Le fardeau de la preuve est, quant à lui, un principe juridique selon lequel il faut suffisamment de preuves tangibles pour déclarer quelqu’un coupable et, comme déjà mentionné ci-dessus, les preuves ne sont pas souvent présentes dans les théories du complot.

Risques des théories du complot

Ces théories peuvent être dangereuses, car elles peuvent engendrer des conséquences indésirables, telle une perte de confiance dans les dirigeants et, a fortiori, dans la démocratie.

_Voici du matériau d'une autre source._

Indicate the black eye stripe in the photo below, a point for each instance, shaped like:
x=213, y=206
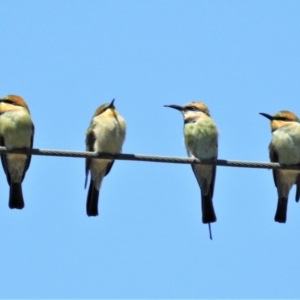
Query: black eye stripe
x=9, y=102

Une perte de croyance dans les causes importantes peut ainsi provoquer une inaction des citoyens. Par exemple, si l’on croit que le réchauffement climatique n’est qu’un gigantesque complot, plus personne n’agit, ce qui peut avoir de graves conséquences.

Une perte de confiance dans les journaux et les sites d’informations officielles. On va alors chercher à se documenter sur des sites alternatifs sur lesquels on va trouver encore plus d’informations erronées.

Moyens de lutte contre ce type de théories

Pour lutter contre la propagation des théories complotistes, l’on pourrait agir sur le plan politique et social en réduisant les inégalités.

Renforcer les contre-pouvoirs serait également un moyen d’éviter la perte de confiance de la population dans les informations officielles. Si les informations viennent de scientifiques indépendants, celles et ceux qui se méfient du gouvernement leur donneront plus de crédits et auront moins tendance à se tourner vers des sites d’informations alternatifs.

Permettre un accès facilité aux articles scientifiques et démocratiser la vulgarisation scientifique peut également être une piste. De même que faire preuve d’esprit critique, en ayant conscience des biais cognitifs qui peuvent influencer notre perception.

Au nom de toute l’équipe d’Heconomist, nous remercions chaleureusement Monsieur Wagner-Egger d’avoir animé cette conférence enrichissante, ainsi que celles et ceux qui y ont assisté.